ソファに突き飛ばされた遥希は受け身をとることもせず、沈み込む。
全員がミラを追うことよりも、瞬間にして遥希の方へと体を向けた。
そうしなければいけないことが起こってしまったことに、皆気がついていた。
「遥希…落ち着いて…大丈夫です…」
遠夜がなだめるようにそうっと、遥希に一歩一歩近づいていく。
しかし遥希は起き上がった瞬間、扉の方に向かって、ありえないほど強く、床を蹴った。
その体に誰よりも早く飛びついたのはカナタだった。
「ハル兄、落ち着いて…っ!」
床に叩きつけられた二人は、もつれあったまま、近くにあったテーブルに突っ込む。
木でできたそれは、おもちゃの積み木が崩れるように、跡形もなく崩れた。
遥希の長い足が、カナタの鳩尾を捉え、カナタは床の上を滑るように吹っ飛ぶ。
「ハル兄!!カナっ!!」
カナトの悲鳴のような叫び声が聞こえる。
「遥希っ!やめろ!!」
間髪入れずにリオが飛び込み、遥希を床に抑えつける。
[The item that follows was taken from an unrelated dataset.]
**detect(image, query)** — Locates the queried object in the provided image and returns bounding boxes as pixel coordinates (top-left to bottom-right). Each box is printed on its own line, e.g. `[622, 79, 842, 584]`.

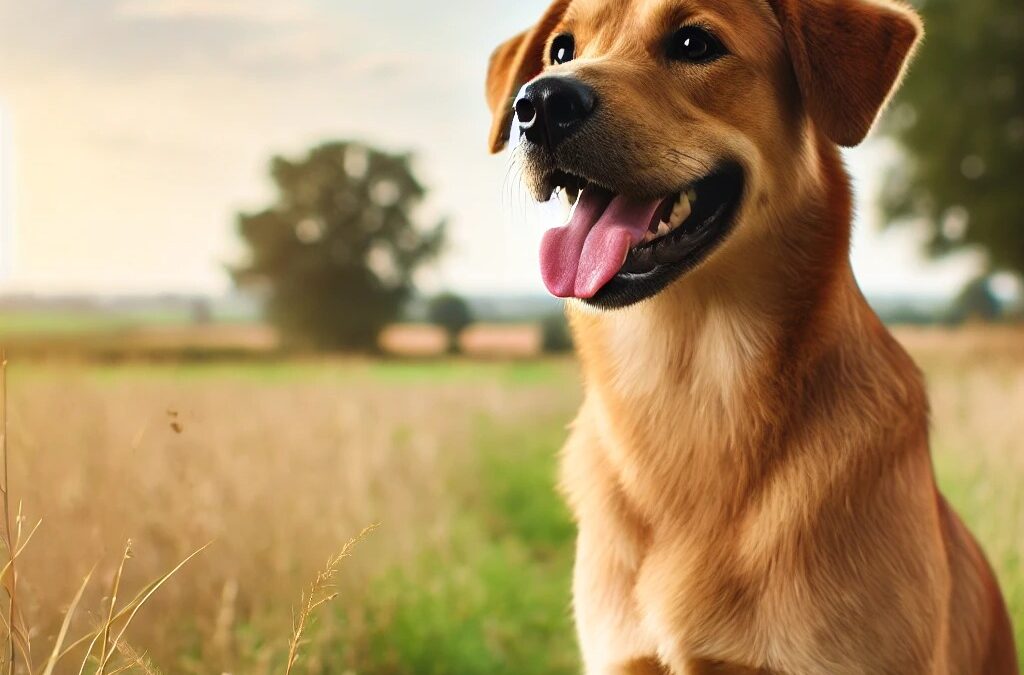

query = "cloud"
[116, 0, 313, 25]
瞬間、体に組み付き、腕の関節を極めた。
「ハル兄目を覚ませ!!」
床に投げ出されていたカナタも起き上がり、リオに加勢する。
「遠夜さんっどうしようっ…!」
カナトは真っ青になり、立ち尽くしている。
そこにいつもの冷静さはなく、今にも泣き出しそうな目で遠夜に縋った。
「遥希…気をしっかり!」
遠夜もリオに加わり、遥希の後ろからがっちりとその体を羽交い締めにした。
「だめだ…!このままじゃ遥希の腕が折れる!」
余裕のないリオの声が飛ぶ。遥希は自分の腕が折れるのも厭わず腕に力を込め、何かに囚われたように牙を剥き、トアの元へと一直線に向かおうとしている。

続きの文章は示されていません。